Assessment of motor function

Motor function is a complex behavior that may require several clinical instruments to capture the diverse deficits, which manifest in older adults. We examined two related phenotypes that we have validated in prior studies and that are independently associated with adverse health outcomes when considered together8.

Global parkinsonism score

There is increasing recognition that mild parkinsonian signs, including bradykinesia, tremor, rigidity, and parkinsonian gait, are also common in older adults without PD4,9. A modified version of the United Parkinson’s Disease Rating Scale was administered by trained nurse clinicians20,21. Twenty-six items were examined to assess four parkinsonian signs (parkinsonian gait, bradykinesia, rigidity, and tremor)18. Each sign was scored from 0 to 100, and a global parkinsonism score was formed by averaging the scores across the four individual parkinsonian domains. The global parkinsonism score and parkinsonian gait were square root transformed. Bradykinesia and rigidity were dichotomized and set to 0 if the sign was absent and to 1 when present. Higher score indicates more severe parkinsonian impairment of motor function.

Global motor score

Aging is associated with a wide spectrum of progressive motor dysfunction, including mild decreased muscle strength, impaired balance, and reduced speed and dexterity. Ten motor performances were assessed to adequately sample motor function across this spectrum. (1) Grip and (2) pinch strength were measured bilaterally using the Jamar® hydraulic hand and pinch dynamometers (Lafayette Instruments, Lafayette) to assess manual strength.
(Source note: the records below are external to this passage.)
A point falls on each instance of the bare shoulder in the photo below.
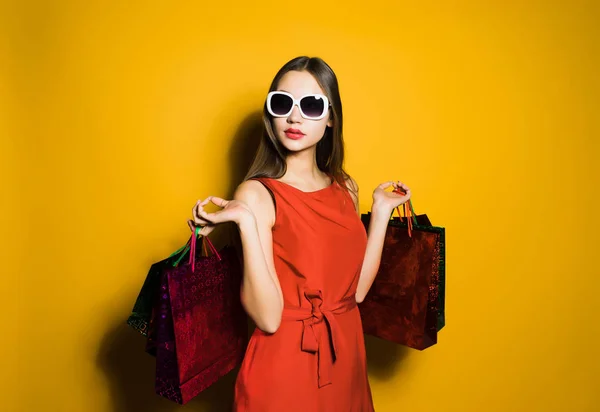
(351, 183)
(353, 186)
(257, 197)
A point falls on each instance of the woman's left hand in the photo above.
(387, 201)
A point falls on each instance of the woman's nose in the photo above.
(295, 114)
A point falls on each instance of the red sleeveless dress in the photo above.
(316, 360)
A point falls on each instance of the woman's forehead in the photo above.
(299, 83)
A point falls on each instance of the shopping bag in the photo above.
(141, 314)
(406, 301)
(201, 326)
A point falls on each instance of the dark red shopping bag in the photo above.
(406, 301)
(201, 326)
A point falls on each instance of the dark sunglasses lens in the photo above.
(312, 106)
(281, 104)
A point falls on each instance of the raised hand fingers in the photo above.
(198, 212)
(218, 201)
(385, 185)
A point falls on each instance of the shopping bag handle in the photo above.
(191, 244)
(409, 211)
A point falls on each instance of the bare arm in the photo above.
(261, 292)
(375, 237)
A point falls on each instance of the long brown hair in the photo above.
(269, 160)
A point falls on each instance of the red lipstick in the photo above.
(294, 134)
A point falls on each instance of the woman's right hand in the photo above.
(233, 211)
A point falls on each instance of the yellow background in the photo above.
(117, 116)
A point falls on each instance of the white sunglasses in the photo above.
(312, 106)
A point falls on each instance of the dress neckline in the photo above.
(302, 191)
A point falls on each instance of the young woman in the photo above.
(307, 258)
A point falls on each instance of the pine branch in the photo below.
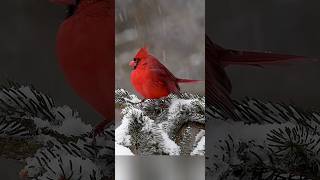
(285, 144)
(165, 126)
(52, 140)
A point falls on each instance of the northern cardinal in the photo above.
(151, 79)
(85, 49)
(218, 85)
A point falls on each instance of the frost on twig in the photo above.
(52, 140)
(166, 127)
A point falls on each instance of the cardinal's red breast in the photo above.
(85, 46)
(149, 84)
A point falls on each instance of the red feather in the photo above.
(85, 48)
(151, 79)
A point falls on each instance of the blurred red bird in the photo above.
(85, 48)
(151, 79)
(218, 85)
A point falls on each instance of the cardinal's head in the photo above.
(141, 56)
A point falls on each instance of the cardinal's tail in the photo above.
(187, 81)
(235, 57)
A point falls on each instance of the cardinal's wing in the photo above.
(164, 76)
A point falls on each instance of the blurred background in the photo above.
(160, 168)
(172, 29)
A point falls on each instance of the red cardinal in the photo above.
(85, 48)
(218, 85)
(151, 79)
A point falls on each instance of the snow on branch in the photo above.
(160, 127)
(52, 140)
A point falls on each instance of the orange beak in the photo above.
(132, 64)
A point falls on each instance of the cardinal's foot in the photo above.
(140, 101)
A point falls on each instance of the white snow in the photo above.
(122, 150)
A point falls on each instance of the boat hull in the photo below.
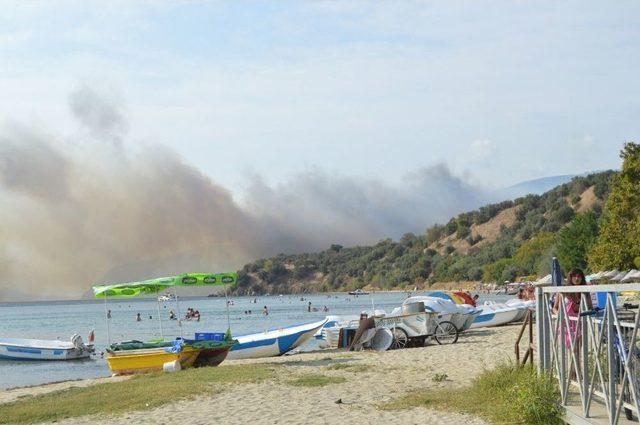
(211, 356)
(490, 318)
(24, 349)
(272, 343)
(130, 362)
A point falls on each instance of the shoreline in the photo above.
(370, 380)
(435, 286)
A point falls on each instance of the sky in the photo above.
(300, 123)
(502, 91)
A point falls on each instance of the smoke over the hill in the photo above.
(74, 213)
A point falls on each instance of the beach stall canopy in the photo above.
(153, 286)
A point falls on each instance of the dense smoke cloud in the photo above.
(71, 218)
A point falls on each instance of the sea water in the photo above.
(61, 319)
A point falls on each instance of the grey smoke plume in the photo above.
(69, 220)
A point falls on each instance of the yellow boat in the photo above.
(128, 362)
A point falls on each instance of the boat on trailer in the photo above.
(44, 349)
(274, 342)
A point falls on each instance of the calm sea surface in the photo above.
(59, 320)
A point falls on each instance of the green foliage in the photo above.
(575, 241)
(506, 394)
(493, 272)
(528, 256)
(618, 243)
(315, 380)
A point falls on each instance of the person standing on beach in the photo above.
(570, 302)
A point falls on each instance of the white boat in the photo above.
(521, 305)
(274, 342)
(461, 315)
(495, 315)
(39, 349)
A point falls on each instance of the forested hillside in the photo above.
(496, 243)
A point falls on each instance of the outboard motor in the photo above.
(77, 342)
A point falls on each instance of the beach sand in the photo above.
(388, 376)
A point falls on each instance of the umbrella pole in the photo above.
(175, 294)
(227, 302)
(106, 318)
(160, 319)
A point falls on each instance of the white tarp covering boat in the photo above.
(495, 315)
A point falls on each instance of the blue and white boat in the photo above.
(39, 349)
(495, 315)
(274, 342)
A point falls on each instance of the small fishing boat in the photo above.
(274, 342)
(167, 297)
(214, 347)
(42, 349)
(144, 360)
(495, 315)
(461, 315)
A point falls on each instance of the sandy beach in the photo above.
(383, 377)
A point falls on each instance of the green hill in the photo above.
(495, 243)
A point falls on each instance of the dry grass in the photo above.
(507, 394)
(314, 380)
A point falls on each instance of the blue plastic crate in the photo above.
(209, 336)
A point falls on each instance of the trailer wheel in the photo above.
(400, 338)
(446, 333)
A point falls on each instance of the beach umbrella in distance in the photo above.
(556, 272)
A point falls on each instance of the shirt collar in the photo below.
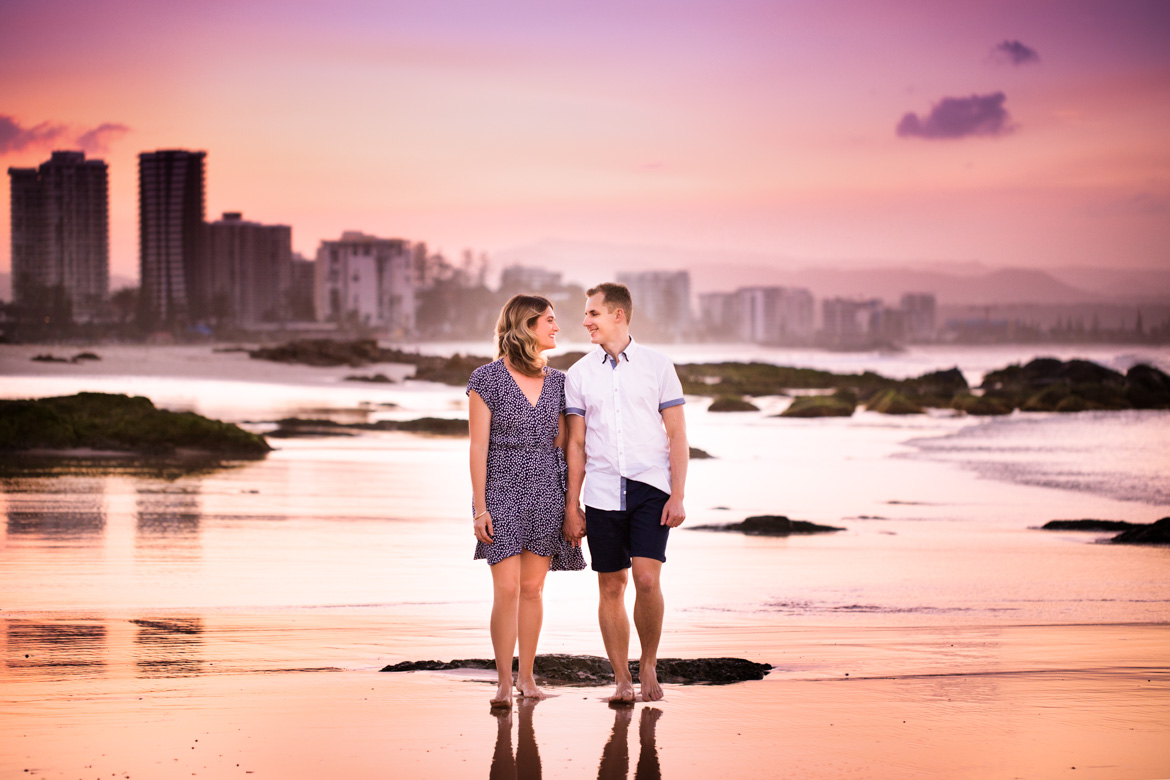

Upper extremity dexterity was based on (3) the number of pegs that could be placed (Purdue Pegboard) in 30 s. Two trials were recorded for each hand. The four trials were averaged to provide a Purdue Pegboard score. To evaluate dexterity, (4) participants tapped an electronic tapper (Western Psychological Services, Los Angeles, CA) with their index finger as quickly as possible for 10 s. Two trials were performed for each hand. The four trials were averaged together to yield a tapping score. To evaluate gait, we asked people to walk eight feet and turn 360° and measured the (5, 6) time and (7, 8) number of steps taken on each task. (9) To assess balance, we asked people to stand on each leg for 10 s and the time that the participant was able to balance was recorded. (10) Persons were asked to stand on their toes for 10 s and the time that participant was able to perform the task was recorded3,8. All ten measures were scaled and averaged to obtain a summary global motor score, previously reported to be associated with risk of mortality, incident disability, and dementia8,22. Summary measures of manual strength (two tests), manual dexterity (two tests), and gait (four tests), were formed in a similar manner. We did not form a balance measure because the balance tests, unlike the other motor tests, were sometimes not attempted3,22. To maintain consistency with global parkinsonism score, the sign of global motor score and its components were reversed so that a higher score indicates more severe motor impairment.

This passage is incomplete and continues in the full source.